In 2013 the National Trust set out an aspirational and overarching vision for the Dark Peak estate’s SSSI moorlands in the High Peak Moors Vision (HPMV). Natural England has worked in partnership with the National Trust for many years and this Long Term Plan (LTP) takes an Outcomes Approach to implementing the Vision on East Crowden Moor. The ‘High Peak Estate Guiding Principles’ are an integral part of the LTP. The Trust has moved away from the use of burning to manage heather in favour of cutting as part of their Vision.
East Crowden is a small moor on the southern edge of the Kinder plateau and has been managed under the North Peak Environmentally Sensitive Areas Scheme (ESA) and more latterly under the Higher Level Stewardship Scheme (HLS). Restoration works carried out under these plans have concentrated on the degraded blanket bog, with gully blocking alongside works to revegetate bare and eroding peat, including heather brashing and successive lime, fertiliser and grass seed applications.
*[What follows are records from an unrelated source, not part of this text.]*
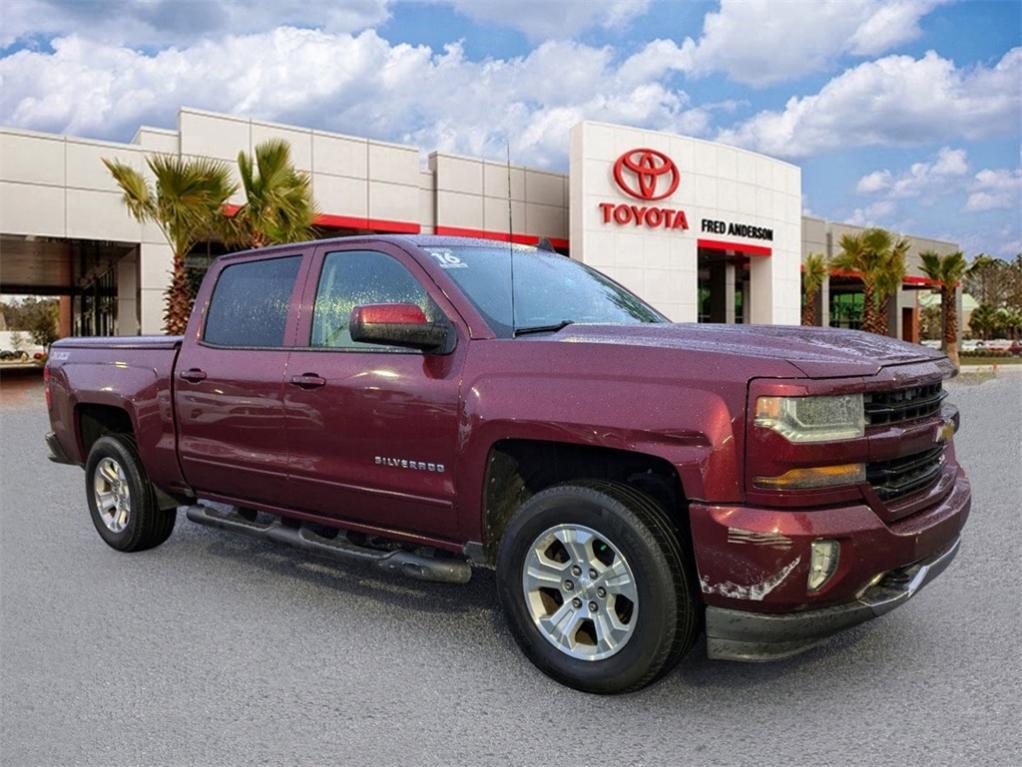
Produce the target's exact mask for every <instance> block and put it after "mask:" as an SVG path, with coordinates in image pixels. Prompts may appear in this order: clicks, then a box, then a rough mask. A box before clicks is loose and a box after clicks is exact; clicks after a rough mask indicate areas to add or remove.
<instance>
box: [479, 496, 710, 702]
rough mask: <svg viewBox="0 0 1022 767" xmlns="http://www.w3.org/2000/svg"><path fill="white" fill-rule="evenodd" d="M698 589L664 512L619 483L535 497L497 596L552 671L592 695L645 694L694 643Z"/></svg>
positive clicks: (519, 519) (507, 556)
mask: <svg viewBox="0 0 1022 767" xmlns="http://www.w3.org/2000/svg"><path fill="white" fill-rule="evenodd" d="M572 536H573V539H572ZM565 540H568V543H569V544H570V550H569V546H568V545H565V543H564V541H565ZM572 552H574V555H572ZM575 562H577V567H578V568H580V573H579V571H576V570H573V568H574V567H576V566H575ZM587 568H591V569H592V573H593V575H595V576H596V577H595V578H593V577H587V576H588V574H587V572H586V569H587ZM625 571H626V575H628V578H624V577H622V575H621V574H624V573H625ZM554 572H556V574H557V575H558V577H561V578H563V580H560V581H559V582H558V583H556V584H554V579H552V578H551V576H552V575H553V574H554ZM568 580H570V581H571V584H570V589H568V586H569V584H566V583H565V581H568ZM629 581H631V583H632V586H631V587H629V586H628V585H624V586H622V585H620V584H626V583H628V582H629ZM694 582H695V581H694V578H693V577H692V570H691V567H690V566H689V565H688V562H687V560H686V557H685V555H684V553H683V549H682V546H681V544H680V542H679V540H678V537H677V536H676V535H675V533H673V531H672V530H671V526H670V523H669V521H668V518H667V515H666V512H665V511H664V509H663V508H662V507H661V506H660V505H659V504H657V502H656V501H654V500H653V499H652V498H651V497H650V496H648V495H646V494H645V493H642V492H640V491H638V490H635V489H634V488H631V487H628V486H625V485H620V484H617V483H611V482H602V481H585V482H576V483H572V484H565V485H557V486H554V487H552V488H548V489H547V490H544V491H543V492H541V493H538V494H537V495H535V496H532V497H531V498H530V499H529V500H528V501H526V502H525V503H524V504H523V505H522V507H521V509H520V510H519V511H518V513H517V514H516V515H515V516H514V517H512V520H511V522H510V523H509V525H508V527H507V530H506V531H505V533H504V536H503V538H502V540H501V543H500V548H499V550H498V556H497V588H498V596H499V598H500V602H501V606H502V608H503V611H504V615H505V617H506V619H507V621H508V623H509V625H510V627H511V631H512V633H513V635H514V637H515V640H516V641H517V642H518V645H519V646H520V647H521V649H522V651H523V652H524V653H525V655H526V656H527V657H528V659H529V660H530V661H531V662H532V663H533V664H535V665H536V666H537V667H538V668H539V669H540V670H541V671H543V672H544V673H545V674H547V675H548V676H550V677H552V678H553V679H556V680H557V681H559V682H561V683H562V684H565V685H567V686H569V687H574V688H575V689H579V690H583V691H586V692H596V693H604V694H607V693H617V692H629V691H632V690H637V689H640V688H641V687H644V686H646V685H647V684H649V683H651V682H652V681H654V680H655V679H657V678H659V677H660V676H662V675H663V674H665V673H666V672H667V671H669V670H670V669H671V668H673V667H675V665H676V664H677V663H678V661H680V660H681V658H682V657H683V656H684V655H685V653H686V652H687V651H688V650H689V649H690V648H691V646H692V643H693V641H694V640H695V636H696V627H697V617H698V603H697V598H696V595H695V593H694V592H693V590H692V586H693V584H694ZM601 583H602V584H604V585H606V588H605V589H600V588H599V586H600V584H601ZM537 584H541V587H540V588H537ZM612 584H617V585H616V586H615V585H612ZM555 585H556V589H555ZM557 589H559V591H560V595H559V596H558V595H557V593H556V590H557ZM615 590H616V592H617V593H614V592H615ZM601 591H602V592H603V594H602V595H601V593H600V592H601ZM575 599H578V601H575ZM569 600H570V605H571V606H568V605H569ZM622 600H623V601H622ZM579 602H580V606H575V605H578V604H579ZM594 605H595V608H594ZM622 605H623V606H622ZM587 611H588V612H587ZM601 615H602V616H603V617H601ZM560 616H565V618H564V620H563V622H561V623H556V621H557V619H558V617H560ZM551 619H552V620H551ZM614 619H616V620H614ZM587 621H588V623H587ZM608 622H609V623H608ZM555 623H556V625H555ZM560 626H568V627H571V628H569V629H568V630H567V631H564V630H562V629H560V628H559V627H560ZM615 634H616V636H615Z"/></svg>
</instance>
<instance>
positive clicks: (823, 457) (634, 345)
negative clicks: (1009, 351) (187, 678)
mask: <svg viewBox="0 0 1022 767" xmlns="http://www.w3.org/2000/svg"><path fill="white" fill-rule="evenodd" d="M512 285H513V289H512ZM953 374H954V367H953V366H951V364H950V363H949V362H948V360H947V359H946V358H945V357H943V356H942V355H940V354H939V353H937V352H934V351H931V350H928V349H926V348H924V347H920V346H914V345H910V344H904V343H901V342H897V341H893V340H890V339H886V337H880V336H877V335H871V334H867V333H863V332H856V331H842V330H833V329H824V328H799V327H781V326H776V327H768V326H760V327H748V326H742V325H691V324H673V323H670V322H668V321H667V320H666V319H665V318H664V317H663V316H662V315H661V314H659V313H658V312H657V311H656V310H655V309H653V308H652V307H650V306H649V305H647V304H646V303H644V302H643V301H642V300H641V299H639V298H638V297H636V296H634V295H633V294H631V292H629V291H628V290H625V289H624V288H623V287H621V286H620V285H618V284H616V283H614V282H613V281H612V280H610V279H608V278H607V277H605V276H603V275H602V274H600V273H599V272H597V271H594V270H592V269H590V268H588V267H586V266H584V265H583V264H579V263H577V262H575V261H571V260H570V259H567V258H564V257H562V256H559V255H557V254H554V253H551V252H546V251H543V250H536V249H527V247H518V246H514V247H509V246H508V245H501V244H500V243H494V242H492V241H483V240H470V239H459V238H450V237H432V236H410V237H404V236H402V237H399V236H371V237H365V236H364V237H350V238H343V239H335V240H324V241H317V242H308V243H303V244H295V245H286V246H277V247H272V249H266V250H261V251H258V252H248V253H242V254H236V255H230V256H224V257H221V258H219V259H217V261H216V262H215V263H214V265H213V266H212V267H211V269H210V271H208V273H207V274H206V276H205V280H204V282H203V283H202V286H201V288H200V289H199V291H198V296H197V298H196V302H195V309H194V312H193V314H192V317H191V321H190V323H189V325H188V329H187V333H186V334H185V335H184V336H183V337H168V336H161V337H106V339H66V340H64V341H61V342H58V343H57V344H55V345H54V347H53V349H52V353H51V355H50V358H49V363H48V365H47V367H46V396H47V402H48V406H49V412H50V419H51V422H52V427H53V432H52V434H50V435H48V436H47V441H48V443H49V446H50V449H51V451H52V454H53V455H52V459H53V460H55V461H59V462H65V463H72V464H78V465H81V466H84V468H85V472H86V493H87V496H88V503H89V508H90V511H91V515H92V521H93V523H94V524H95V527H96V530H97V531H98V532H99V535H100V536H101V537H102V538H103V540H104V541H106V543H108V544H109V545H110V546H112V547H113V548H115V549H120V550H123V551H137V550H141V549H146V548H150V547H152V546H156V545H158V544H160V543H162V542H164V541H165V540H167V538H168V536H170V534H171V531H172V529H173V528H174V524H175V518H176V515H177V511H178V510H179V509H180V508H181V507H185V508H184V511H185V513H186V514H187V516H188V518H189V520H191V521H192V522H195V523H200V524H204V525H212V526H215V527H218V528H221V529H225V530H229V531H236V532H240V533H245V534H248V535H253V536H258V537H262V538H265V539H269V540H271V541H277V542H280V543H287V544H291V545H294V546H298V547H300V548H304V549H306V550H308V551H310V552H313V553H317V554H324V555H328V556H334V557H339V558H344V559H358V560H364V561H367V562H374V563H376V565H378V566H379V567H382V568H384V569H388V570H392V571H396V572H400V573H403V574H406V575H409V576H412V577H415V578H420V579H425V580H437V581H445V582H449V583H460V582H465V581H467V580H468V579H469V577H470V575H471V572H472V570H471V568H472V566H477V567H491V568H495V569H496V583H497V591H498V597H499V600H500V602H501V605H502V606H503V610H504V613H505V616H506V618H507V623H508V625H509V626H510V628H511V630H512V632H513V633H514V636H515V638H516V639H517V641H518V643H519V644H520V645H521V648H522V649H523V651H524V652H525V655H527V656H528V658H529V659H530V660H531V661H532V662H533V663H535V664H536V665H537V666H538V667H539V668H540V669H542V670H543V671H544V672H546V673H547V674H549V675H551V676H552V677H554V678H556V679H558V680H559V681H561V682H563V683H565V684H568V685H571V686H574V687H577V688H579V689H584V690H589V691H595V692H617V691H623V690H629V689H636V688H638V687H641V686H643V685H645V684H647V683H649V682H651V681H652V680H654V679H655V678H657V677H658V676H660V675H662V674H664V673H665V672H666V671H667V670H669V669H670V668H671V667H672V666H673V665H675V664H676V663H677V662H678V661H679V660H680V659H681V658H682V657H683V656H684V655H685V653H686V652H687V651H688V650H689V649H690V647H691V646H692V644H693V642H694V640H695V639H696V637H697V634H698V633H700V632H705V634H706V648H707V652H708V655H709V657H710V658H714V659H727V660H741V661H762V660H771V659H779V658H785V657H788V656H791V655H793V653H795V652H798V651H800V650H802V649H805V648H806V647H809V646H811V645H814V644H816V643H818V642H820V641H822V640H823V639H824V638H826V637H828V636H830V635H832V634H834V633H835V632H837V631H839V630H841V629H843V628H845V627H847V626H850V625H853V624H857V623H861V622H863V621H866V620H868V619H870V618H873V617H875V616H878V615H881V614H883V613H886V612H887V611H889V610H891V608H893V607H895V606H897V605H898V604H900V603H901V602H903V601H904V600H907V599H908V598H910V597H911V596H913V595H914V594H915V593H916V592H917V591H918V590H919V589H920V588H921V587H922V586H923V585H924V584H926V583H927V582H928V581H930V580H931V579H932V578H934V577H935V576H936V575H937V574H939V573H940V572H941V571H942V570H943V569H944V568H946V567H947V565H948V563H949V562H950V560H951V559H953V558H954V556H955V555H956V553H957V552H958V548H959V539H960V534H961V531H962V528H963V525H964V524H965V521H966V517H967V515H968V513H969V505H970V488H969V483H968V481H967V480H966V478H965V473H964V472H963V470H962V468H961V467H960V466H959V464H958V462H957V460H956V457H955V447H954V441H953V436H954V434H955V432H956V430H957V427H958V411H957V410H956V409H955V408H954V407H953V406H950V405H949V404H947V403H946V402H945V401H944V398H945V394H944V391H943V383H942V382H943V380H944V379H946V378H948V377H949V376H951V375H953Z"/></svg>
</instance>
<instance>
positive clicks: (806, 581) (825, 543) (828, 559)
mask: <svg viewBox="0 0 1022 767" xmlns="http://www.w3.org/2000/svg"><path fill="white" fill-rule="evenodd" d="M809 549H810V554H809V577H808V580H807V581H806V587H807V588H808V591H809V593H810V594H811V593H814V592H815V591H819V590H820V589H822V588H823V586H824V584H825V583H827V581H829V580H830V577H831V576H832V575H834V571H835V570H837V562H838V560H839V559H840V557H841V544H840V543H838V542H837V541H814V542H812V543H811V544H810V546H809Z"/></svg>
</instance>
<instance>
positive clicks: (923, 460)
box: [866, 445, 944, 501]
mask: <svg viewBox="0 0 1022 767" xmlns="http://www.w3.org/2000/svg"><path fill="white" fill-rule="evenodd" d="M943 465H944V446H943V445H938V446H937V447H935V448H931V449H929V450H924V451H923V452H922V453H915V454H914V455H903V456H901V457H900V458H894V459H892V460H889V461H877V462H875V463H869V464H867V466H866V479H867V480H868V481H869V483H870V484H871V485H872V486H873V489H874V490H875V491H876V493H877V495H879V496H880V498H881V499H883V500H885V501H887V500H892V499H894V498H900V497H901V496H905V495H909V494H910V493H915V492H917V491H919V490H922V489H924V488H925V487H927V486H929V485H931V484H932V483H934V482H936V480H937V478H938V477H940V471H941V469H942V468H943Z"/></svg>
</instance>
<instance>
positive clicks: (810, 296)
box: [802, 253, 828, 325]
mask: <svg viewBox="0 0 1022 767" xmlns="http://www.w3.org/2000/svg"><path fill="white" fill-rule="evenodd" d="M827 276H828V274H827V257H826V256H824V255H823V254H822V253H810V254H809V255H808V256H806V257H805V262H804V263H803V264H802V324H803V325H816V324H817V294H818V292H820V287H821V286H822V285H823V283H824V280H825V279H827Z"/></svg>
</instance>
The Long Term Plan continues the restoration, taking an Outcomes Approach to delivering multiple benefits, with the aim of moving towards good quality, functioning blanket bog, and other moorland habitats, at the heart of the plan. The plan includes outcomes for biodiversity, carbon storage, water quality, flood management, upland bird populations, farming enterprise, wildfire risk mitigation, landscape and recreation, and cultural heritage. There is no burning on deep peat included in the Plan. Monitoring is an integral part of the plan to inform the adaptive management and assess progression on the trajectory to favourable condition.